# Looking for Hatchling Leopard Tortoise - Southern California



## itty06 (Aug 1, 2018)

I would like to purchase a baby leopard tortoise. I live in Southern California. Does anyone know a breeder who has them besides ordering online? 

Anxious to get everyone's advice and help.


----------



## Yvonne G (Aug 1, 2018)

@Will has some very nice leopard babies or sale. He's down near San Diego.


----------



## poppygirl (Aug 7, 2018)

itty06 said:


> I would like to purchase a baby leopard tortoise. I live in Southern California. Does anyone know a breeder who has them besides ordering online?
> 
> Anxious to get everyone's advice and help.


 
Are you still looking for Leopard Tortoise? I have 2 that I'm trying to find a home for. They are about 7 months old and they need a good home.


----------



## Minority2 (Aug 7, 2018)

itty06 said:


> I would like to purchase a baby leopard tortoise. I live in Southern California. Does anyone know a breeder who has them besides ordering online?
> 
> Anxious to get everyone's advice and help.



Is there a reason why you'll trying to avoid ordering online?


----------



## itty06 (Aug 9, 2018)

Minority2 said:


> Is there a reason why you'll trying to avoid ordering online?


It just seems a little weird to me, unless I get a recommendation for a good and respectable website to order from.


----------



## itty06 (Aug 9, 2018)

poppygirl said:


> Are you still looking for Leopard Tortoise? I have 2 that I'm trying to find a home for. They are about 7 months old and they need a good home.


Hi. Can you email me some more info [email protected]. Please include how big, what they are eating, do you have both parents and some pictures. Thanks.


----------



## Minority2 (Aug 9, 2018)

itty06 said:


> It just seems a little weird to me, unless I get a recommendation for a good and respectable website to order from.



The tortoise vendor review section is chock-full of feedback from customers on the forum regarding what their interactions and experiences were with various online retailers/breeders and of their operations.


----------



## poppygirl (Aug 9, 2018)

itty06 said:


> Hi. Can you email me some more info [email protected]. Please include how big, what they are eating, do you have both parents and some pictures. Thanks.
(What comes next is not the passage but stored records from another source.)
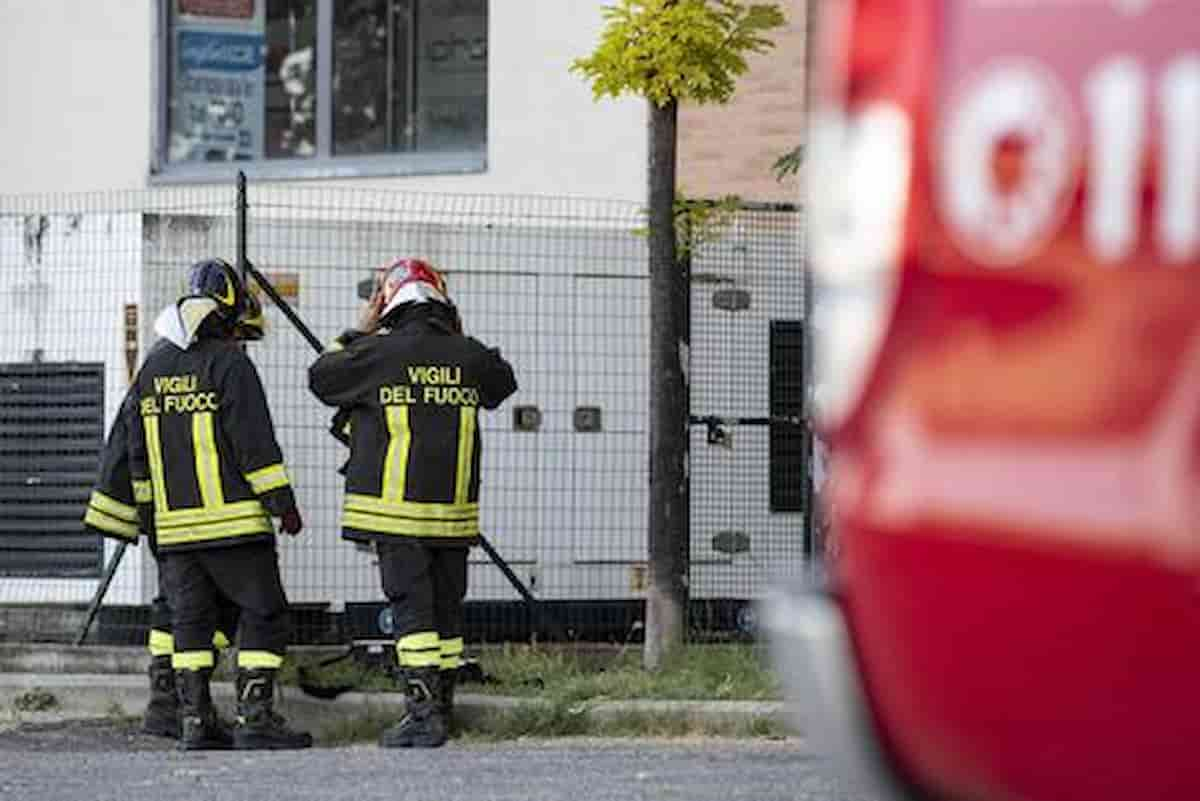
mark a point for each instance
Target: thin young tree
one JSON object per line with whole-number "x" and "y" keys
{"x": 671, "y": 52}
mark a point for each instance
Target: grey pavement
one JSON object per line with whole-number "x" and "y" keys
{"x": 574, "y": 769}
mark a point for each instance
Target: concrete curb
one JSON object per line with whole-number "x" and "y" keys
{"x": 95, "y": 696}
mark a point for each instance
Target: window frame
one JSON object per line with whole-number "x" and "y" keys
{"x": 323, "y": 164}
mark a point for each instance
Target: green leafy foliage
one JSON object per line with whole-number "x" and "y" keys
{"x": 789, "y": 163}
{"x": 677, "y": 49}
{"x": 699, "y": 221}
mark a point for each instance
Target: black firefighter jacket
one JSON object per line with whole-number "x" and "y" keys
{"x": 112, "y": 509}
{"x": 203, "y": 452}
{"x": 413, "y": 393}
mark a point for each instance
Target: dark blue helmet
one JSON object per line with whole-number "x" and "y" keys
{"x": 216, "y": 279}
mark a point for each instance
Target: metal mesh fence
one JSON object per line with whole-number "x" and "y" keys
{"x": 558, "y": 284}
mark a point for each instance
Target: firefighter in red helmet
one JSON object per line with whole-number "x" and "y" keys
{"x": 413, "y": 384}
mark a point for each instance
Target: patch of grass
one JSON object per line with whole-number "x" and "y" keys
{"x": 35, "y": 700}
{"x": 340, "y": 674}
{"x": 365, "y": 728}
{"x": 695, "y": 673}
{"x": 568, "y": 674}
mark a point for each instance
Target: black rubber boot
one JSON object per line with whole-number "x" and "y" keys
{"x": 423, "y": 726}
{"x": 199, "y": 727}
{"x": 258, "y": 726}
{"x": 447, "y": 681}
{"x": 161, "y": 717}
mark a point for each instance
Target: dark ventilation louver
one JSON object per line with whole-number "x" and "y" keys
{"x": 52, "y": 427}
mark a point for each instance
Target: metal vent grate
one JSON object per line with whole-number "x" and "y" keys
{"x": 52, "y": 426}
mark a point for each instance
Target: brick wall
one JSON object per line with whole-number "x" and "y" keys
{"x": 730, "y": 149}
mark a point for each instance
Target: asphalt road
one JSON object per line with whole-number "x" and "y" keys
{"x": 97, "y": 762}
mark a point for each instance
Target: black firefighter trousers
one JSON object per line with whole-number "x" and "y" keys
{"x": 249, "y": 576}
{"x": 425, "y": 585}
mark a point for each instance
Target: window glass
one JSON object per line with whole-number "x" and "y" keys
{"x": 409, "y": 76}
{"x": 251, "y": 80}
{"x": 243, "y": 79}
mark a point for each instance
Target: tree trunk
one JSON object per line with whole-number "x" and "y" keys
{"x": 666, "y": 601}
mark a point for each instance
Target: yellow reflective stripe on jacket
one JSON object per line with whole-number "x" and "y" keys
{"x": 209, "y": 531}
{"x": 252, "y": 660}
{"x": 154, "y": 456}
{"x": 192, "y": 660}
{"x": 268, "y": 479}
{"x": 107, "y": 524}
{"x": 112, "y": 507}
{"x": 178, "y": 518}
{"x": 451, "y": 652}
{"x": 419, "y": 650}
{"x": 161, "y": 643}
{"x": 407, "y": 527}
{"x": 208, "y": 468}
{"x": 467, "y": 416}
{"x": 372, "y": 505}
{"x": 395, "y": 463}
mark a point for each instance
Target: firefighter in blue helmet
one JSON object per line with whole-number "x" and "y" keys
{"x": 112, "y": 512}
{"x": 208, "y": 476}
{"x": 412, "y": 385}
There are pictures on this site in introductions, poppygirl. I don't have the parents, I got them from a neighbor whose torts had eggs which hatched. She gave me two but I don't have the space or right equipment to take care of them.


----------



## itty06 (Aug 11, 2018)

poppygirl said:


> There are pictures on this site in introductions, poppygirl. I don't have the parents, I got them from a neighbor whose torts had eggs which hatched. She gave me two but I don't have the space or right equipment to take care of them.


i wasn't able to find the picture s if you can send them or a link to the introductions. Thanks.


----------



## poppygirl (Aug 13, 2018)

itty06 said:


> i wasn't able to find the picture s if you can send them or a link to the introductions. Thanks.


----------



## poppygirl (Aug 13, 2018)

itty06 said:


> i wasn't able to find the picture s if you can send them or a link to the introductions. Thanks.



My friend's neighbor has 4 she has been fostering, but needs to find them a home as well. Same age, some smaller than mine.


----------



## poppygirl (Aug 14, 2018)

itty06 said:


> Hi. Can you email me some more info [email protected]. Please include how big, what they are eating, do you have both parents and some pictures. Thanks.





itty06 said:


> i wasn't able to find the picture s if you can send them or a link to the introductions. Thanks.


Were you able to see the pictures?


----------



## itty06 (Aug 15, 2018)

poppygirl said:


> Were you able to see the pictures?[/Q





poppygirl said:


> Were you able to see the pictures?


yes i believe we've been emailing about it as well.


----------